Man checking his water tank on a rooftop in Sa'ir (photo credit: TOVAH LAZAROFF)
Man checking his water tank on a rooftop in Sa'ir
(photo credit: TOVAH LAZAROFF)
Rather than cling to an “all or nothing” peace process, the international community should promote smaller advancements in areas such as water, Lars Faaborg-Andersen, the European Union’s ambassador to Israel said at seminar in Tel Aviv.
“We’ve spent too much time promoting an Israeli-Palestinian solution that is all or nothing,” he said on Thursday. “We have got to revise our approach to the peace process, which would allow us to address the issue of water and a number of other issues also. What we need to do is build up basic confidence on the ground through an approach of small steps.”
Faaborg-Andersen was speaking at a roundtable discussion titled, “Can Water Bring the Political Process to a Safer Shore?” The discussion included Israeli water and security experts and politicians as well as European ambassadors, and was hosted by EcoPeace Middle East, the Institute for National Security Studies (INSS) and the German government’s Konrad Adenauer Stiftung Israel.
In addition to expressing support for smaller collaborations in water and the environment, Faaborg-Andersen also discussed the potential for reviving the Joint Water Committee, the Israeli-Palestinian water management authority created after the Oslo Accords.
While doing so would not necessarily be a game-changer, he said, it would be a positive step.
Like Faaborg-Andersen, a variety of panelists discussed the critical need of responding to the region’s looming water crisis. Through desalination and sewage treatment have secured Israel a robust supply of water, much of the West Bank and Gaza lacks reliable drinking water and sewage infrastructure.
“This is a region where we don’t have a lack of technology,” said Clemens von Goetze, German ambassador to Israel.
“Here in Israel water technology is maybe the most advanced in the world. The water situation, nevertheless, is deteriorating.”
Finding solutions to the water crisis “cannot wait until the peace solution is finalized,” he said.
If Palestinians do not have a proper water or sewage systems, Israel also experiences detrimental effects, Gidon Bromberg, the Israeli director of EcoPeace Middle East, said.
He illustrated his point by noting that 90 million liters of raw sewage flow out of Gaza every single day.
“The notion of disengaging from a shared environment doesn’t work,” Bromberg said.
Oded Eran, a senior INSS researcher, suggested that solving the water issue can be part of securing a larger two-state solution. Rather than awaiting finalization of such a solution, he said, successful cooperation in the water sector can happen first.

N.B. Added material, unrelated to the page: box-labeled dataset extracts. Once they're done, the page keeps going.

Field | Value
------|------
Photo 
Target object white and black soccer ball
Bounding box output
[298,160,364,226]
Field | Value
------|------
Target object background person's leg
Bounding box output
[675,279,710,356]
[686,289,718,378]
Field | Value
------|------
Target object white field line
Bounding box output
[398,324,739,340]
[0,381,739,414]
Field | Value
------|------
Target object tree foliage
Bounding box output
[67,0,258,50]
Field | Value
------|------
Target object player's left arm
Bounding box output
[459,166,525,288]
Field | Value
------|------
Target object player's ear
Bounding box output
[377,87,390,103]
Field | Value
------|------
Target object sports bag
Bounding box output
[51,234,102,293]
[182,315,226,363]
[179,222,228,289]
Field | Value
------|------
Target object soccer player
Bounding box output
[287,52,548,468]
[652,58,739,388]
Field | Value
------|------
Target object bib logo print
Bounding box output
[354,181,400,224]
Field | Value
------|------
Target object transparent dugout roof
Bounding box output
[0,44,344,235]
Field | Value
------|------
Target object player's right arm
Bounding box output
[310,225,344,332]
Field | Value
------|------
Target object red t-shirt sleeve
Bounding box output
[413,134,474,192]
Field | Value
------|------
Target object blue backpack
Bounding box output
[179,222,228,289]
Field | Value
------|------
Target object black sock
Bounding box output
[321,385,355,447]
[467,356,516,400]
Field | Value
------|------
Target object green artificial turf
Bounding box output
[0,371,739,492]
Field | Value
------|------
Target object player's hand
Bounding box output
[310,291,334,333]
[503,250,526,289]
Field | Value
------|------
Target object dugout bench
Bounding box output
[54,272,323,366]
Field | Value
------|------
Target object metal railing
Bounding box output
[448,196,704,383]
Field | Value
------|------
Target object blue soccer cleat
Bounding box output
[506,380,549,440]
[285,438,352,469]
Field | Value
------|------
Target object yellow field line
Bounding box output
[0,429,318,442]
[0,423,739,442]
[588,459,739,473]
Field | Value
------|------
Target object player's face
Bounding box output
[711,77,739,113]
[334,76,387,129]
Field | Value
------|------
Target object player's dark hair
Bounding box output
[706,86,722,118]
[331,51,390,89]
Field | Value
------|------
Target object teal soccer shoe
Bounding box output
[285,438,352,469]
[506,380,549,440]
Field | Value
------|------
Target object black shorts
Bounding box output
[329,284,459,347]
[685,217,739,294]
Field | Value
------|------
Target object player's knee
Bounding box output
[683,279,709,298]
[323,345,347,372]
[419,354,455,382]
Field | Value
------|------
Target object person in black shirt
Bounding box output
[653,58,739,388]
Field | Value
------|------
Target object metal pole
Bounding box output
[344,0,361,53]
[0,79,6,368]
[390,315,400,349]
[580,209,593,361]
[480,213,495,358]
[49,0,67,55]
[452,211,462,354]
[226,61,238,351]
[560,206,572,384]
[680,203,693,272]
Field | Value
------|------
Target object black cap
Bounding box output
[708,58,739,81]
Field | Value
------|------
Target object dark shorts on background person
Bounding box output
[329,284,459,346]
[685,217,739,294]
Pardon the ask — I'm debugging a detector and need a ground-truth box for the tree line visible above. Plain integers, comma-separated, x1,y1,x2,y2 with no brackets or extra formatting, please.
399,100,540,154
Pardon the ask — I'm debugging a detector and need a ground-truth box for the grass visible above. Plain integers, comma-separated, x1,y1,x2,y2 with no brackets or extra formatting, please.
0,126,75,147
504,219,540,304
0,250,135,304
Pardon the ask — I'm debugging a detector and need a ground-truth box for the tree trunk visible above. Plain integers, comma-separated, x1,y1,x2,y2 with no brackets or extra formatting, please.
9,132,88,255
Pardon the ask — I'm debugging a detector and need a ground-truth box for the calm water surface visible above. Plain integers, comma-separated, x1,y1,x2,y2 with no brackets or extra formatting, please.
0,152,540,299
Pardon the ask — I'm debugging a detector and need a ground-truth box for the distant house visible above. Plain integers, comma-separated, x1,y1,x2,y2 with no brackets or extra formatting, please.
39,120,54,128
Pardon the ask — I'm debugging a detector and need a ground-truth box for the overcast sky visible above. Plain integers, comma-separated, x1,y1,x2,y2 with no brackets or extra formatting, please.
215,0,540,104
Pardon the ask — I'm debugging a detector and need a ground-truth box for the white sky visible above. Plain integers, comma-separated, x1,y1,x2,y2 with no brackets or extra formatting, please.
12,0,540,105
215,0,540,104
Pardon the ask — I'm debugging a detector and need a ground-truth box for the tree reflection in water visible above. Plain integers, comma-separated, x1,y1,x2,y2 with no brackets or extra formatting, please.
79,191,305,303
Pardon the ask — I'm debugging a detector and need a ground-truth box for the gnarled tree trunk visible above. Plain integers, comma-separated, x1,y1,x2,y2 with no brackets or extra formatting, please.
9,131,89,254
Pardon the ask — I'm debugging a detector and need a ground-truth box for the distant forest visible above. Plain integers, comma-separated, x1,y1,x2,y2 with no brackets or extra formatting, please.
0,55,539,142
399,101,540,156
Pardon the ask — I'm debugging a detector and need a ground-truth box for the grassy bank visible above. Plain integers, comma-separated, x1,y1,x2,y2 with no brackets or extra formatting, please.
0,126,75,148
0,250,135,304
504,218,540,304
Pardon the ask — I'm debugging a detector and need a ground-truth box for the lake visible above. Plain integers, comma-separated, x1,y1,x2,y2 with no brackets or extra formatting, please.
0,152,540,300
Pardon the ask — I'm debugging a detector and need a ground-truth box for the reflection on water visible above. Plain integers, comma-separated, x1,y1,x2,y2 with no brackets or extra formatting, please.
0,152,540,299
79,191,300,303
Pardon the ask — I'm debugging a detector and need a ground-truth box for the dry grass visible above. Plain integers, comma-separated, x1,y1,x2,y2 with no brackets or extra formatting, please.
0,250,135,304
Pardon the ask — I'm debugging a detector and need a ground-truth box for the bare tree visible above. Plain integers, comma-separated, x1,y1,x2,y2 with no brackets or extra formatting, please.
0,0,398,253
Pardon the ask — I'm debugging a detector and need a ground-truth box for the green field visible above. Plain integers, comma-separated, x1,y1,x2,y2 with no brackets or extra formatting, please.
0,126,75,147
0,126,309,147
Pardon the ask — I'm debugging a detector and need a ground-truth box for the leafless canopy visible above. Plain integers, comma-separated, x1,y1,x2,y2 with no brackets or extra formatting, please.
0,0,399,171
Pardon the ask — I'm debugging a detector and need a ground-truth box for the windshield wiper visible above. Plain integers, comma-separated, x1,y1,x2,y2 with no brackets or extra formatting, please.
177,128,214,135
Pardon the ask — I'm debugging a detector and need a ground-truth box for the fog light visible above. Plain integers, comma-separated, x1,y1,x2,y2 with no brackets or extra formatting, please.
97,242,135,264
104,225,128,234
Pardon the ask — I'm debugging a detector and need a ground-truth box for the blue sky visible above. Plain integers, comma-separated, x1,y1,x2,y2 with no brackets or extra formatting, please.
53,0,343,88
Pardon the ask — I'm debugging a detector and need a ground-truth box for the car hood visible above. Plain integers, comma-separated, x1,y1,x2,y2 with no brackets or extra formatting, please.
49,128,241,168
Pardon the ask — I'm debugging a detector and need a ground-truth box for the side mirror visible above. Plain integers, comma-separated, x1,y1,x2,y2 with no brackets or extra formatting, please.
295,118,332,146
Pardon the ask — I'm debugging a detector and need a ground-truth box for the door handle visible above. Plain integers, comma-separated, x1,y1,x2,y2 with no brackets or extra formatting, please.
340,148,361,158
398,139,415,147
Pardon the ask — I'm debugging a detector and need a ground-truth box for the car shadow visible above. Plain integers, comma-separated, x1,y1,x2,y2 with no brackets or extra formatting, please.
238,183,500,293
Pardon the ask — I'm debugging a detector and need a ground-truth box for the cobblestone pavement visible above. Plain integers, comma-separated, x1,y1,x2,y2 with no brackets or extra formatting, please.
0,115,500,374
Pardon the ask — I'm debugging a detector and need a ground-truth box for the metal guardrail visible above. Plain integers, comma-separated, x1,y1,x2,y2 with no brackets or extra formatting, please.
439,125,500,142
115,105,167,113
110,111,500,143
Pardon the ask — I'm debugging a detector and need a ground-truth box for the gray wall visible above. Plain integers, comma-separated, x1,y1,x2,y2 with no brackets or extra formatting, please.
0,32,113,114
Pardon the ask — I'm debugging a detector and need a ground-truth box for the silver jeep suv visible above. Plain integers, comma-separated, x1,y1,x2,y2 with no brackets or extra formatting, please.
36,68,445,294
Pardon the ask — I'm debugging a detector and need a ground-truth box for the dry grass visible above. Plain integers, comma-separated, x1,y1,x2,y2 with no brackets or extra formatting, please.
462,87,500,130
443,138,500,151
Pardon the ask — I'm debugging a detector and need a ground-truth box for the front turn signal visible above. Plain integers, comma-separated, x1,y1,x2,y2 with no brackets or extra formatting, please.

Eran said that US President- elect Donald Trump must not abandon the idea of a twostate solution, but adhere to a different paradigm and attempt to solve the conflict in a stepby- step method.
“We can solve certain problems on the way to obtaining the two-state solution, and water is one of them,” he said.
“We are calling for the international community to try a new approach; solve what can be solved in a short time; create a new environment in the dialogue between Palestinians and Israelis that may lead to the solution of other political and emotional problems.”
Prof. Arnon Soffer, a water, environment and geography expert from the University of Haifa, argued that the issue of water must be disconnected entirely from the issue of peace.
It is in Israel’s moral interest to ensure that its neighbor has a robust water supply, he said.
“There is no connection between water and peace.
There is no reasonable excuse to bring the water as a part of the Israeli-Palestinian dispute,” Soffer said. “Water is a good reason for war, but we’re not talking about that. Let’s not connect between water and the very deep dispute of two states.”
Water is a question of “to be or not to be,” he said, and Israel has the technical capacity to solve the water crisis by means of desalination.
“Desalinate, desalinate and desalinate – because obviously we are headed toward a climate crisis and a human crisis. It doesn’t matter how much it costs, because this way we will prevent a war.”